IMPORTANTE PREMESSA: Questa storia è ambientata in un Universo Alternativo in cui i Death Note e gli Shinigami non esistono. Temporalmente è ambientata nel 2009 ed utilizzerò la cronologia del manga (quindi per intenderci partirò dal presupposto che Raito sia nato nel 1986).
Detto questo… buona lettura!





Quasi tutti gli ospedali sono bianchi. Alcuni sono azzurri, ce ne sono persino di verdi, ma il bianco rimane il generale favorito. Il colore sembra avere un effetto rilassante sul cervello. Lo mette in pace con la morte che lo aspetta fuori dalla porta a doppio scorrimento.
Le finestre degli ospedali non danno quasi mai su pomeriggi assolati, fatti di lontane promesse di guarigione e vita.
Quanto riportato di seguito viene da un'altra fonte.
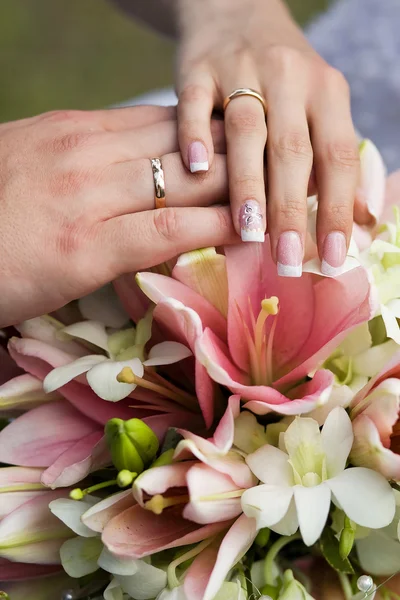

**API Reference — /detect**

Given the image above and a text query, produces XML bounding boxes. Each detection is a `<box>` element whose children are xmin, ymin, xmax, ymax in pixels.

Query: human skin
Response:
<box><xmin>0</xmin><ymin>107</ymin><xmax>238</xmax><ymax>327</ymax></box>
<box><xmin>116</xmin><ymin>0</ymin><xmax>370</xmax><ymax>276</ymax></box>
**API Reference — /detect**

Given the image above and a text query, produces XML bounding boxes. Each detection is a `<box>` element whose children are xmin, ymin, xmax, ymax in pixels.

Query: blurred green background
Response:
<box><xmin>0</xmin><ymin>0</ymin><xmax>329</xmax><ymax>122</ymax></box>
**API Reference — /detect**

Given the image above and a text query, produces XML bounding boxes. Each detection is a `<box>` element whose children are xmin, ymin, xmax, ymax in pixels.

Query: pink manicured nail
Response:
<box><xmin>189</xmin><ymin>142</ymin><xmax>208</xmax><ymax>173</ymax></box>
<box><xmin>321</xmin><ymin>231</ymin><xmax>347</xmax><ymax>277</ymax></box>
<box><xmin>276</xmin><ymin>231</ymin><xmax>303</xmax><ymax>277</ymax></box>
<box><xmin>239</xmin><ymin>200</ymin><xmax>265</xmax><ymax>242</ymax></box>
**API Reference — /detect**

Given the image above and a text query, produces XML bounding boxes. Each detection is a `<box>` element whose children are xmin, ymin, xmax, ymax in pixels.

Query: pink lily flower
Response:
<box><xmin>0</xmin><ymin>490</ymin><xmax>73</xmax><ymax>565</ymax></box>
<box><xmin>350</xmin><ymin>346</ymin><xmax>400</xmax><ymax>481</ymax></box>
<box><xmin>137</xmin><ymin>243</ymin><xmax>374</xmax><ymax>418</ymax></box>
<box><xmin>0</xmin><ymin>467</ymin><xmax>47</xmax><ymax>520</ymax></box>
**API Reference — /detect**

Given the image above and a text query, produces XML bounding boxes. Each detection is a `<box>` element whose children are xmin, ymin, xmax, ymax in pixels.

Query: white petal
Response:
<box><xmin>271</xmin><ymin>497</ymin><xmax>299</xmax><ymax>536</ymax></box>
<box><xmin>115</xmin><ymin>560</ymin><xmax>167</xmax><ymax>600</ymax></box>
<box><xmin>49</xmin><ymin>496</ymin><xmax>99</xmax><ymax>537</ymax></box>
<box><xmin>356</xmin><ymin>529</ymin><xmax>400</xmax><ymax>575</ymax></box>
<box><xmin>294</xmin><ymin>483</ymin><xmax>331</xmax><ymax>546</ymax></box>
<box><xmin>86</xmin><ymin>358</ymin><xmax>144</xmax><ymax>402</ymax></box>
<box><xmin>143</xmin><ymin>342</ymin><xmax>192</xmax><ymax>367</ymax></box>
<box><xmin>321</xmin><ymin>406</ymin><xmax>354</xmax><ymax>477</ymax></box>
<box><xmin>78</xmin><ymin>284</ymin><xmax>129</xmax><ymax>329</ymax></box>
<box><xmin>242</xmin><ymin>485</ymin><xmax>293</xmax><ymax>529</ymax></box>
<box><xmin>381</xmin><ymin>304</ymin><xmax>400</xmax><ymax>344</ymax></box>
<box><xmin>326</xmin><ymin>467</ymin><xmax>396</xmax><ymax>529</ymax></box>
<box><xmin>60</xmin><ymin>537</ymin><xmax>103</xmax><ymax>578</ymax></box>
<box><xmin>43</xmin><ymin>354</ymin><xmax>108</xmax><ymax>393</ymax></box>
<box><xmin>98</xmin><ymin>547</ymin><xmax>139</xmax><ymax>575</ymax></box>
<box><xmin>246</xmin><ymin>445</ymin><xmax>293</xmax><ymax>486</ymax></box>
<box><xmin>62</xmin><ymin>321</ymin><xmax>108</xmax><ymax>352</ymax></box>
<box><xmin>303</xmin><ymin>256</ymin><xmax>361</xmax><ymax>277</ymax></box>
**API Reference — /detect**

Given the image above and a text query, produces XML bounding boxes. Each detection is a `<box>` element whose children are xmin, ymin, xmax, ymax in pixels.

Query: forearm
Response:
<box><xmin>112</xmin><ymin>0</ymin><xmax>293</xmax><ymax>43</ymax></box>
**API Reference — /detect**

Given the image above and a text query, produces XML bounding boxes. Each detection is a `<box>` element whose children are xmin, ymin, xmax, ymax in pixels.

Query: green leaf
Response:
<box><xmin>320</xmin><ymin>527</ymin><xmax>354</xmax><ymax>575</ymax></box>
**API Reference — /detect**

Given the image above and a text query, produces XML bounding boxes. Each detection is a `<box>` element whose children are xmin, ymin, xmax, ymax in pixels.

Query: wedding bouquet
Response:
<box><xmin>0</xmin><ymin>141</ymin><xmax>400</xmax><ymax>600</ymax></box>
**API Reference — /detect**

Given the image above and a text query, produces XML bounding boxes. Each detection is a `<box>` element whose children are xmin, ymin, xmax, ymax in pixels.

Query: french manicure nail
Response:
<box><xmin>321</xmin><ymin>231</ymin><xmax>347</xmax><ymax>277</ymax></box>
<box><xmin>276</xmin><ymin>231</ymin><xmax>303</xmax><ymax>277</ymax></box>
<box><xmin>189</xmin><ymin>142</ymin><xmax>209</xmax><ymax>173</ymax></box>
<box><xmin>239</xmin><ymin>200</ymin><xmax>265</xmax><ymax>242</ymax></box>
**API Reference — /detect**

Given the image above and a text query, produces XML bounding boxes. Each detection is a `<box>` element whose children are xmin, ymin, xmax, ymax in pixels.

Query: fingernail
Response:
<box><xmin>276</xmin><ymin>231</ymin><xmax>303</xmax><ymax>277</ymax></box>
<box><xmin>189</xmin><ymin>142</ymin><xmax>208</xmax><ymax>173</ymax></box>
<box><xmin>321</xmin><ymin>231</ymin><xmax>347</xmax><ymax>277</ymax></box>
<box><xmin>239</xmin><ymin>200</ymin><xmax>265</xmax><ymax>242</ymax></box>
Lo stereotipo nasce forse da una lunga serie di serie televisive americane piene di tradimenti, figli illegittimi, matrimoni e toccanti scene di riconciliazione.
Le finestre degli ospedali di solito danno su strade trafficate o su lavori in corso.
Era domenica ed i martelli ad aria compressa avevano interrotto per un giorno la loro incessante sinfonia di percussioni. La vecchia signora giaceva nel letto pacificamente ignara del silenzio pneumatico che trapassava le pareti impregnandole del sangue dei fantasmi.
La macchinetta infernale riempiva e svuotava i polmoni passando da un tubo di plastica rigida appannata dalla condensa. La sacca sospesa al palo d’acciaio si riempiva goccia dopo goccia.
Plick plock.
Non ce l’aveva con lei.
Era stata tutta colpa sua, ma l’aveva perdonata da tempo.
Parenti, amici, conoscenti, colleghi, tutti, uno dopo l’altro, avevano abbandonato la vecchia.
Non era rimasto nessun altro.
Sarebbe stato inumano non perdonarla.
La andava a trovare da sempre, non le aveva mai portato fiori o biglietti. Ricordava bene che da viva li aveva sempre detestati.
Plick plock.
Una sacca si riempie ed un’altra si svuota.

Non c’erano mai stato bisogno di parole tra di loro.
Plick plock.
Una sacca si svuota goccia a goccia in un sangue malato.
Sarebbe stato ogni volta il suo regalo d’addio.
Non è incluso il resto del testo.